2024-08-07: Tools for Using the Internet Archive's TV News Archive as Research Data

The Internet Archive TV News Archive is a service provided by the Internet Archive that enables users to search across a collection of television news programs. As of May 2024, the TV News Archive provides access to clips from 2.88 million US broadcast shows dating back to 2009 for research and educational purposes. For over a decade, journalists and scholars have used its collections to varying extents in over 2,000 articles and research publications. As illustrated in Figure 1, the TV News Archive data available to the public includes video clips of broadcasts and closed captions. The Internet Archive also provides access to chyrons (the "lower thirds" of TV screens displaying breaking news and highlights).


Figure 1: Video clip from the TV News Archive displaying closed captions and a chyron (lower thirds) providing breaking news. Link to the video clip: https://archive.org/details/CNNW_20240503_133000_Trump_Hush_Money_Trial/start/5958/end/6018

 

Several tools have emerged to leverage the vast repository of broadcast television news archived by the Internet Archive, both independently and in collaboration with Kaalev Leetaru, founder of the GDELT project. These tools employ various technologies and methodologies to provide users with valuable insights into the content, trends, and dynamics of television news coverage.

Introducing Existing Tools Built on Top of TV News Archive Data


In this blog post, we will summarize some of the tools built on top of the Internet Archive’s TV News Archive that can be used to analyze and visualize its content, based on our experiences.
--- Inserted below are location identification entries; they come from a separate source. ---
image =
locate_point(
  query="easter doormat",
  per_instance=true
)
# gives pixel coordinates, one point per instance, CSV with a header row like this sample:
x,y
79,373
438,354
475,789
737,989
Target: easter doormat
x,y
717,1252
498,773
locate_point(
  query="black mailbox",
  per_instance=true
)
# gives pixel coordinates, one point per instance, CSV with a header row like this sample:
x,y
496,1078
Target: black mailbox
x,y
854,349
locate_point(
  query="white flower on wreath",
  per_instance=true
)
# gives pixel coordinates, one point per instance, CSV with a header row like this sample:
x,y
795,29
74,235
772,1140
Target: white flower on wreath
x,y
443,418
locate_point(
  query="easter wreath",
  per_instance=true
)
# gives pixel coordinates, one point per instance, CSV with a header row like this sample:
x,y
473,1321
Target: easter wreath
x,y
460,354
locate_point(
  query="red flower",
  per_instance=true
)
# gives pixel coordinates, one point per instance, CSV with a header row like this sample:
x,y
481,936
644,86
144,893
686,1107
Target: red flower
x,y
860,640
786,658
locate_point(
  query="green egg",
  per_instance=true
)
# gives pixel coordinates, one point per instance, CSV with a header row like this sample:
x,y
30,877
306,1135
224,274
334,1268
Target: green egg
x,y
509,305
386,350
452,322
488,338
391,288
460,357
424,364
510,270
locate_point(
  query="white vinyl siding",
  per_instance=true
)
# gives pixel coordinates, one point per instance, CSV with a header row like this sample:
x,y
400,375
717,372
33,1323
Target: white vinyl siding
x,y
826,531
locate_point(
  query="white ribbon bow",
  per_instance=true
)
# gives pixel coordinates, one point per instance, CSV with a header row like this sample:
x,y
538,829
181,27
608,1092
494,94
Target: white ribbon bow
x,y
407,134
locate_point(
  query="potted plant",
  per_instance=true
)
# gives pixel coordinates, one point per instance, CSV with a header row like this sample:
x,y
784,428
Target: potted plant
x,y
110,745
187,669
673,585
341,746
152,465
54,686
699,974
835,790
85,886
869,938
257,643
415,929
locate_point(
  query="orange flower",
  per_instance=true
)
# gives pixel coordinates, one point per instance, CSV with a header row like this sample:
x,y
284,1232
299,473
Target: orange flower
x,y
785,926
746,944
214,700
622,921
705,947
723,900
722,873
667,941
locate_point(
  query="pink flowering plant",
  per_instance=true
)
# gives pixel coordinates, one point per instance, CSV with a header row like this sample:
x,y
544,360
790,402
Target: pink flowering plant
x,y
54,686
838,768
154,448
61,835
Third Eye (By the Internet Archive)

Third Eye service, developed by the Internet Archive, is designed by applying optical character recognition (OCR) to extract text from the "lower thirds" of TV screens displaying breaking news, highlights, and program promotions like social media engagement prompts.


For instance, to access chyrons from May 3, 2024 (chyron on the example in Figure 1), users can either select the date using the date picker at the Third Eye website or by using the URL:

https://archive.org/services/third-eye.php?dayL={startdate_mm/dd/yyyy}&dayR={enddate_mm/dd/yyyy}. (ex: https://archive.org/services/third-eye.php?dayL=05/03/2024&dayR=05/03/2024).


An excerpt of chyron data retrieved using the example URL is shown in Figure 2. The response includes details such as date, time, channel, duration, unique identifiers for news shows, and the chyron text.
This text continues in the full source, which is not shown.